Impact Of Multi-tasking Under Dynamic Temporal Demand On Surgeons’ Brain Function
*Hemel N Modi, Ara Darzi, *Harsimrat Singh, *Daniel R Leff
Imperial College London, London, United Kingdom
OBJECTIVE(S): Neuroergonomics can provide valuable insights into the cognitive mechanisms of surgical performance. The prefrontal cortex (PFC) plays an important role in executive functioning, and its recruitment during times of escalating workload is critical for stabilizing motor performance. We investigated the impact of intraoperative time pressure and decision-making on PFC activation during a laparoscopic suturing task.
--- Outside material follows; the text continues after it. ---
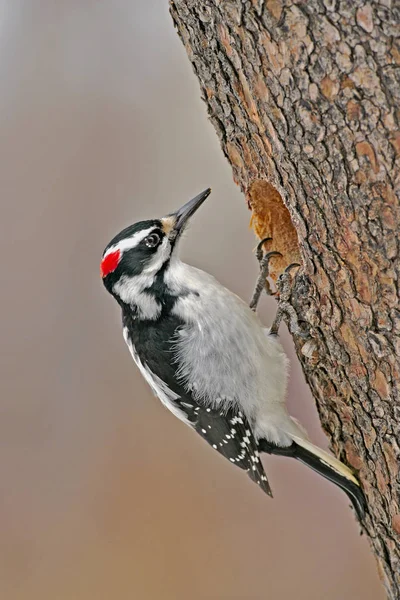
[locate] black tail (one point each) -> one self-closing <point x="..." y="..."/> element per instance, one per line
<point x="318" y="462"/>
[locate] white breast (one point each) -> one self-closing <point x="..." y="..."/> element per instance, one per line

METHODS: In a randomized cross-over design, 29 surgical residents performed an intracorporeal suturing task with and without a secondary decision-making drill under self-paced and time pressure conditions. Activation in 2,784 prefrontal data channels was captured using optical neuroimaging. Subjective workload was quantified using SURG-TLX, and technical performance for all 580 knots was assessed using validated performance metrics.
RESULTS: Compared with self-paced suturing, subjective workload was significantly greater in time pressure suturing (146.0 vs. 196.0), suturing with decision-making (146.0 vs. 182.0), and time pressure suturing with decision-making (146.0 vs. 227.0). Technical performance during combined suturing and decision-making tasks was significantly inferior compared with time pressure and self-paced conditions (p<0.001). There was significant activation in the dorsolateral PFC (DLPFC) during self-paced suturing, and deactivation in the ventrolateral PFC (VLPFC) during time pressure suturing. However, suturing with decision-making resulted in substantial and significant deactivation in both the VLPFC and DLPFC (p<0.05). Random effects regression confirmed that decision-making predicts VLPFC and DLPFC deactivation (z=-2.62, p<0.05).
CONCLUSIONS: Surgical performance deterioration during high workload conditions is associated with deactivation of prefrontal regions important for attentional control, working memory and cognitive flexibility, particularly during tasks involving simultaneous motor and cognitive engagement.